Millions of locusts have caused devastation after descending on Sardinia.

Several mayors in the region declared a state of natural disaster and called for immediate action.

In a situation reminiscent of a biblical plague, voracious locusts have stripped large areas of the island’s agricultural regions of crops, in what the World Bank has already been branded the most serious such invasion the world has faced in 70 years.

The epicentre is formed by the municipalities of Orani, Ottana and Bolotana in the Tirso valley, with insects having arrived from the Middle East and Africa, where 23 countries have experienced similar problems.

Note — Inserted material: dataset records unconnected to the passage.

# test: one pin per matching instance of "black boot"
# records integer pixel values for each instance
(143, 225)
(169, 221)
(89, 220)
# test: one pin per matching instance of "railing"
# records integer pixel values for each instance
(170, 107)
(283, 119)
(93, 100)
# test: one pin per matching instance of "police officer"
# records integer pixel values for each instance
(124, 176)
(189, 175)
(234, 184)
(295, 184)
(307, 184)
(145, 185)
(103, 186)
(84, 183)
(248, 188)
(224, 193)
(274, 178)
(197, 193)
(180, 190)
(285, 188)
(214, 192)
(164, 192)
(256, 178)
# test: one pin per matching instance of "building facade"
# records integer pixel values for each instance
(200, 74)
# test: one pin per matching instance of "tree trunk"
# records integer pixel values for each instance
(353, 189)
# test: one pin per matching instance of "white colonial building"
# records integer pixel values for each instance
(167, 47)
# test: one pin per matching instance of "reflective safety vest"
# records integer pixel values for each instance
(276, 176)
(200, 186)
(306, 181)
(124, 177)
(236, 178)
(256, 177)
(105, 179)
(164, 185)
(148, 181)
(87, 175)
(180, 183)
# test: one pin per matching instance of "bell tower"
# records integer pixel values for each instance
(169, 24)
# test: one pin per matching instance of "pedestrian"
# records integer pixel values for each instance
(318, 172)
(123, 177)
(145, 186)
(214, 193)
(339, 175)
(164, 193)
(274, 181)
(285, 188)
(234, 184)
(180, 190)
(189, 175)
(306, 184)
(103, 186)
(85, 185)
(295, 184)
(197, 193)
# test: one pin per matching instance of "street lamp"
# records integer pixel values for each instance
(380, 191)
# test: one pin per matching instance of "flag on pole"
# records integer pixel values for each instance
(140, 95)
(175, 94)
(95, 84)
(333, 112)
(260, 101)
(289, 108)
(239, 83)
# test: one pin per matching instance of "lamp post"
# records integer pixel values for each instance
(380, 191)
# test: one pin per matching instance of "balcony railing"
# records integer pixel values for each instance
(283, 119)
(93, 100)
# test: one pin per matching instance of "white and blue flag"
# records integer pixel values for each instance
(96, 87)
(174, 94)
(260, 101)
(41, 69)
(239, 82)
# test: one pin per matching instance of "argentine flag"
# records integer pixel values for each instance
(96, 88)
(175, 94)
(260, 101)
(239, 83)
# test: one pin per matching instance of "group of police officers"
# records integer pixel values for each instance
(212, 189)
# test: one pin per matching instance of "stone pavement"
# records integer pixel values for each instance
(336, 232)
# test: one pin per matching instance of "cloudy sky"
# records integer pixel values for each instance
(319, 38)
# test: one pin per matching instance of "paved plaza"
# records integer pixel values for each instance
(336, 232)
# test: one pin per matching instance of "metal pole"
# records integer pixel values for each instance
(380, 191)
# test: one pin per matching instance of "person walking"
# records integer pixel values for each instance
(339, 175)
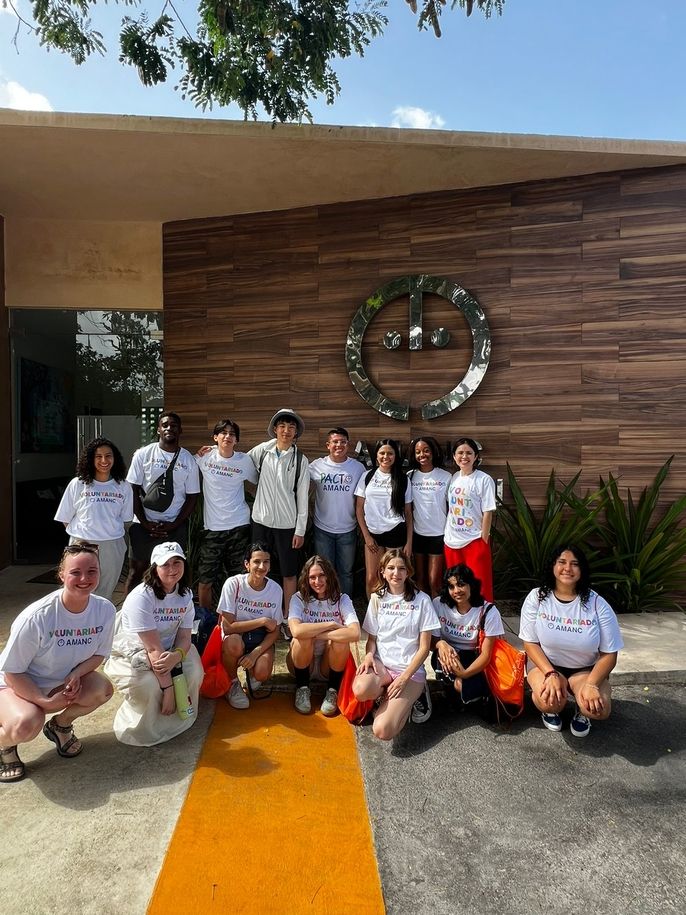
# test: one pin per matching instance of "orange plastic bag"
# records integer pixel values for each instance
(348, 705)
(216, 682)
(504, 673)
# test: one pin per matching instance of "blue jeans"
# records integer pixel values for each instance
(340, 550)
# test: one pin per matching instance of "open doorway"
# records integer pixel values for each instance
(76, 374)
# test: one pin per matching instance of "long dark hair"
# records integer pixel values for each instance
(583, 586)
(333, 588)
(85, 469)
(381, 588)
(152, 580)
(434, 448)
(464, 576)
(398, 477)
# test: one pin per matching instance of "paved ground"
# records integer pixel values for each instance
(470, 819)
(467, 818)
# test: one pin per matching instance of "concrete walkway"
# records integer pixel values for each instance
(89, 835)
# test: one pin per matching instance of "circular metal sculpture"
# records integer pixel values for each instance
(414, 287)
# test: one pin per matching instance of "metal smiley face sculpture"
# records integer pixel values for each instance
(414, 287)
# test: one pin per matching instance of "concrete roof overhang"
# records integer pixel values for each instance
(113, 167)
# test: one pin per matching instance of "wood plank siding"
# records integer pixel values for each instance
(583, 282)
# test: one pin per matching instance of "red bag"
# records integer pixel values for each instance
(348, 705)
(216, 682)
(504, 673)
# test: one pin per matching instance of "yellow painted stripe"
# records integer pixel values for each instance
(275, 820)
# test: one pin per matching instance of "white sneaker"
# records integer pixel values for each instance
(329, 706)
(236, 697)
(302, 700)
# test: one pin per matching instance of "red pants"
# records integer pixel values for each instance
(476, 555)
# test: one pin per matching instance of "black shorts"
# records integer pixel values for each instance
(221, 554)
(473, 688)
(279, 543)
(396, 537)
(142, 543)
(427, 546)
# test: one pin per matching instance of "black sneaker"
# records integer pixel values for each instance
(421, 710)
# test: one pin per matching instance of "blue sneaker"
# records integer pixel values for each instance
(552, 722)
(579, 725)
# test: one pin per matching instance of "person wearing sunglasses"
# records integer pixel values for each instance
(49, 666)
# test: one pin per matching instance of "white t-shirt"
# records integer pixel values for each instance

Farmers have limited options when it comes to mitigating the damage caused by the vast numbers of locusts, other than burning fields to destroy the pests.

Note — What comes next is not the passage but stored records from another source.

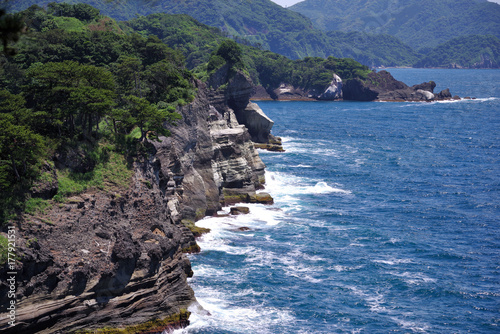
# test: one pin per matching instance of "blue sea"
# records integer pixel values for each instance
(386, 220)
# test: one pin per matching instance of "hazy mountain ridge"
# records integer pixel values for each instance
(418, 23)
(269, 26)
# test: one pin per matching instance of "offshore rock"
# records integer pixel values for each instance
(239, 210)
(258, 124)
(334, 91)
(381, 86)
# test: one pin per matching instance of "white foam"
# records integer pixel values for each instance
(215, 309)
(414, 278)
(283, 185)
(393, 261)
(412, 325)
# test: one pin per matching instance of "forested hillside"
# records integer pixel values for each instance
(264, 24)
(418, 23)
(79, 86)
(80, 82)
(465, 51)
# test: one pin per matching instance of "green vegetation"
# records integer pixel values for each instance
(4, 249)
(77, 83)
(260, 23)
(153, 326)
(197, 231)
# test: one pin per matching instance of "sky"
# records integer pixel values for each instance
(287, 3)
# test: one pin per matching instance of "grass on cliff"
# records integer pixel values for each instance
(110, 173)
(4, 246)
(152, 326)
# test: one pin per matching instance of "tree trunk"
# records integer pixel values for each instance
(15, 168)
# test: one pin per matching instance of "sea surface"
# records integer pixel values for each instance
(386, 220)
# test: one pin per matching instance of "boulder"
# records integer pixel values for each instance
(262, 197)
(444, 94)
(427, 86)
(334, 90)
(427, 95)
(258, 124)
(240, 210)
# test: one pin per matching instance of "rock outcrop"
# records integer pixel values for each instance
(381, 86)
(117, 258)
(378, 86)
(334, 91)
(288, 92)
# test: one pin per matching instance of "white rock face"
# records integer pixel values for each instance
(334, 91)
(427, 95)
(258, 124)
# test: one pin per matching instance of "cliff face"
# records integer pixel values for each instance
(378, 86)
(381, 86)
(117, 259)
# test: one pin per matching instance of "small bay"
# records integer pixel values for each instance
(386, 219)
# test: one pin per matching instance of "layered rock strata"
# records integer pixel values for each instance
(117, 258)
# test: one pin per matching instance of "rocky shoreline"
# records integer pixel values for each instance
(117, 260)
(378, 86)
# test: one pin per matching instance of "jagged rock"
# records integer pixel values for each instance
(427, 95)
(263, 198)
(46, 186)
(382, 86)
(274, 144)
(334, 91)
(426, 86)
(444, 94)
(133, 268)
(239, 210)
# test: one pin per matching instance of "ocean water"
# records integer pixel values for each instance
(386, 220)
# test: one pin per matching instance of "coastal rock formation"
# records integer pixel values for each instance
(117, 258)
(378, 86)
(288, 92)
(381, 86)
(334, 91)
(258, 124)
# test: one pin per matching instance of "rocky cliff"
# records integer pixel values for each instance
(378, 86)
(117, 258)
(381, 86)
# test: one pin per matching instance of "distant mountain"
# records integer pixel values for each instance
(262, 23)
(418, 23)
(465, 52)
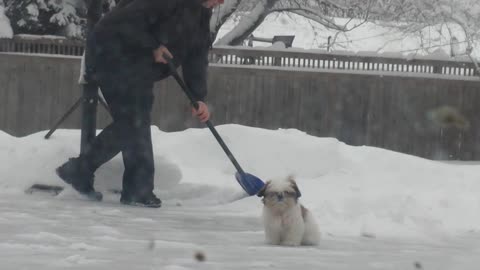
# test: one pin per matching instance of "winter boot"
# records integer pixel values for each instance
(149, 200)
(76, 173)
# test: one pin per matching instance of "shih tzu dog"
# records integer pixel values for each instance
(286, 221)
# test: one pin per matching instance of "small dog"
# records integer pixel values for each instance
(286, 221)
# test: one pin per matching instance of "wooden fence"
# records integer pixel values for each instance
(288, 58)
(389, 110)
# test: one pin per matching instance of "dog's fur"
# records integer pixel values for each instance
(286, 221)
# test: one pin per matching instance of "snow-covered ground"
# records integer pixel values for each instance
(376, 209)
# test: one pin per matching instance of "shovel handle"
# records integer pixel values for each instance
(209, 124)
(182, 84)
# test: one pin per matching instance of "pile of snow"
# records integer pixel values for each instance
(351, 190)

Franco Saba, Mayor of Ottana, said: “Current damages must be compensated and preventive action has taken place to prevent the phenomenon from happening again in the next few years.“

With the situation still unfolding, the cost of the damage is still unknown – but Mr Saba suggested it would run into millions of euros.

Speaking towards the end of last month, one farmer based in Bolotana in the centre of Sardinia said: “When the locusts arrived in mid-May, my cabbages were small, it wasn’t harvest time yet, they were all still in the field. Then the swarm came through, started to devour all the leaves, leaving only the stem.

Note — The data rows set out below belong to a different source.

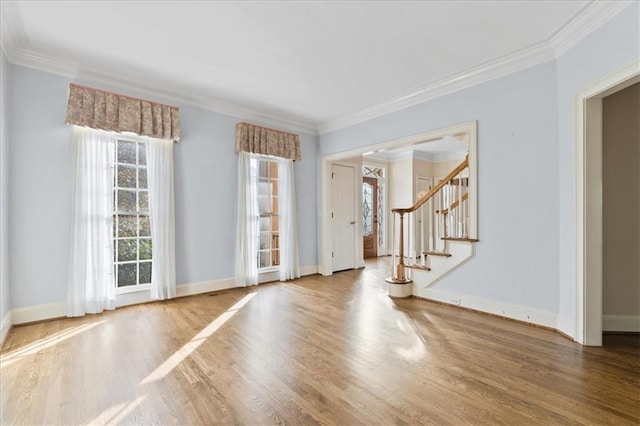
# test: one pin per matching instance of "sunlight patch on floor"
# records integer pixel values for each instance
(39, 345)
(117, 413)
(174, 360)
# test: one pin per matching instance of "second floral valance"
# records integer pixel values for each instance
(266, 141)
(102, 110)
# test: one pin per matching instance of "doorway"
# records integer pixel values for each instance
(343, 221)
(369, 217)
(589, 207)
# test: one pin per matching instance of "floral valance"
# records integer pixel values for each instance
(266, 141)
(109, 111)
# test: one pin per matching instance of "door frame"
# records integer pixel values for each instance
(588, 209)
(354, 156)
(375, 209)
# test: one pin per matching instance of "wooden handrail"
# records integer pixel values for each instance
(455, 204)
(433, 191)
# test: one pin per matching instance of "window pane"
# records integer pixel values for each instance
(126, 200)
(143, 201)
(145, 228)
(142, 178)
(264, 205)
(145, 248)
(127, 226)
(265, 240)
(264, 189)
(126, 176)
(126, 152)
(127, 250)
(263, 170)
(127, 274)
(145, 272)
(142, 154)
(265, 259)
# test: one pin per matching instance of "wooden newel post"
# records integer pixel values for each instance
(400, 266)
(398, 270)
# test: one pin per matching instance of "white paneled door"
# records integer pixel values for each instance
(343, 219)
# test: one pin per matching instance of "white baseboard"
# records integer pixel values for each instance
(5, 326)
(503, 309)
(38, 313)
(57, 310)
(566, 326)
(627, 323)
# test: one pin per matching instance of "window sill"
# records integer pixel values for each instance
(133, 288)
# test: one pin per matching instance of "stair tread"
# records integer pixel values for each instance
(415, 266)
(470, 240)
(437, 253)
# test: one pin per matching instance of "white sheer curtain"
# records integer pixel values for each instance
(289, 264)
(162, 218)
(248, 226)
(91, 286)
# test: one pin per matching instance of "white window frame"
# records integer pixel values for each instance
(270, 162)
(136, 287)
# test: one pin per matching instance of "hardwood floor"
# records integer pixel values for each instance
(331, 350)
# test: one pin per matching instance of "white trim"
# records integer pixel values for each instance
(18, 52)
(588, 208)
(38, 313)
(588, 20)
(470, 127)
(57, 310)
(502, 309)
(5, 326)
(624, 323)
(566, 326)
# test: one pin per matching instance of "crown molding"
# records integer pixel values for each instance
(500, 67)
(18, 51)
(577, 28)
(12, 30)
(584, 23)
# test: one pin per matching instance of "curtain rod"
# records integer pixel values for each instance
(119, 94)
(268, 128)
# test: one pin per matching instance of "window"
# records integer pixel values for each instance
(269, 249)
(132, 232)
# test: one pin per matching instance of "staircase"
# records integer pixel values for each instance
(434, 236)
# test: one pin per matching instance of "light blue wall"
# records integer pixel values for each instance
(4, 187)
(608, 49)
(205, 185)
(517, 256)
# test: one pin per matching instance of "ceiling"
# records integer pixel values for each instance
(453, 147)
(311, 63)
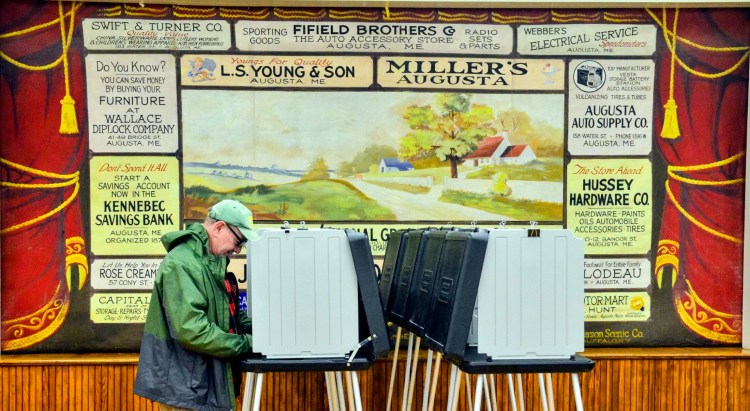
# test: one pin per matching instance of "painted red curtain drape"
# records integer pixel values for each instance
(41, 220)
(702, 223)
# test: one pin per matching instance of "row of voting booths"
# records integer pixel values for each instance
(488, 301)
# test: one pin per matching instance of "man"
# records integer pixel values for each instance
(194, 328)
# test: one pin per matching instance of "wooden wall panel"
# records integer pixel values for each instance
(625, 379)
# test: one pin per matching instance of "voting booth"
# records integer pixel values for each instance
(491, 301)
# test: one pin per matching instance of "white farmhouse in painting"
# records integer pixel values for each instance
(498, 150)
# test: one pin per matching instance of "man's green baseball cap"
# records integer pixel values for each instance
(235, 213)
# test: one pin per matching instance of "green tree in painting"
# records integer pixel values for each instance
(450, 130)
(318, 170)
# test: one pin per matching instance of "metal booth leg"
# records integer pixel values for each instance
(577, 390)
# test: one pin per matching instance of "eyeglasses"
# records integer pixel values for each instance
(240, 242)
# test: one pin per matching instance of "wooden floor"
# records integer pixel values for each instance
(623, 379)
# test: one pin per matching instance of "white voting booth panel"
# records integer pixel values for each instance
(530, 299)
(303, 293)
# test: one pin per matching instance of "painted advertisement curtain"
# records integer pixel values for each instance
(65, 167)
(43, 153)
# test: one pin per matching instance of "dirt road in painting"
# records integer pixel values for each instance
(422, 207)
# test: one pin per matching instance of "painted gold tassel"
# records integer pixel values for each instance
(671, 128)
(68, 121)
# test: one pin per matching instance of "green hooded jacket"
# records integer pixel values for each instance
(186, 351)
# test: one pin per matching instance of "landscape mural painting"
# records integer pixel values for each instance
(375, 156)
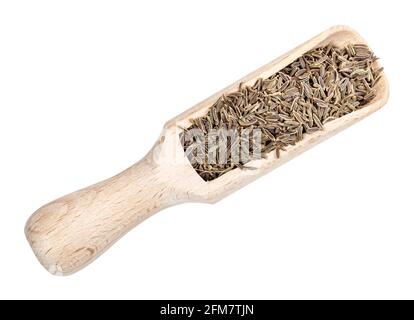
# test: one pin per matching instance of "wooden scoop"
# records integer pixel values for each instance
(70, 232)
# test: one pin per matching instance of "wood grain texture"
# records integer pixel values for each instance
(70, 232)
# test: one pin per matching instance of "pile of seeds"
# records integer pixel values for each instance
(324, 84)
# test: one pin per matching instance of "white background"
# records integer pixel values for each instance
(85, 87)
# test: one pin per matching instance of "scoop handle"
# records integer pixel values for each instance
(70, 232)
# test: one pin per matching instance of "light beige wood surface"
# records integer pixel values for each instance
(70, 232)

“Instead of abandoning the crop to them, I preferred to pick it in advance and donate it to a charity for people in need.“

Ignazio Floris, an entomologist at the University of Sassari, said depopulation, climate trends and rising temperatures were all factors.

He explained: “In recent years we have seen bizarre and particularly dry weather conditions in Sardinia in spring and summer and this is certainly one of the predisposing factors that has favored this phenomenon.“

Mr Floris added: “This year the invaded areas have been mapped – a good prerequisite for intervention in due course for the next year.“

Ultimately, the prevalence of locusts may be linked to the pandemic.
Speaking in April, the United Nations’ Food and Agriculture Organization (FAO) said coronavirus-linked flight restrictions were hampering efforts to wipe out locust swarms on the verge of devastating crops in eastern Africa, which, partly as a result, have spread to Europe.

Cyril Ferrand, FAO’s head of resilience for Eastern Africa, said: “If we fail in the current control operations, because of lack of pesticides, then we could see four million more people struggle to feed their families.

He warned: “They are very active, very voracious, and very mobile.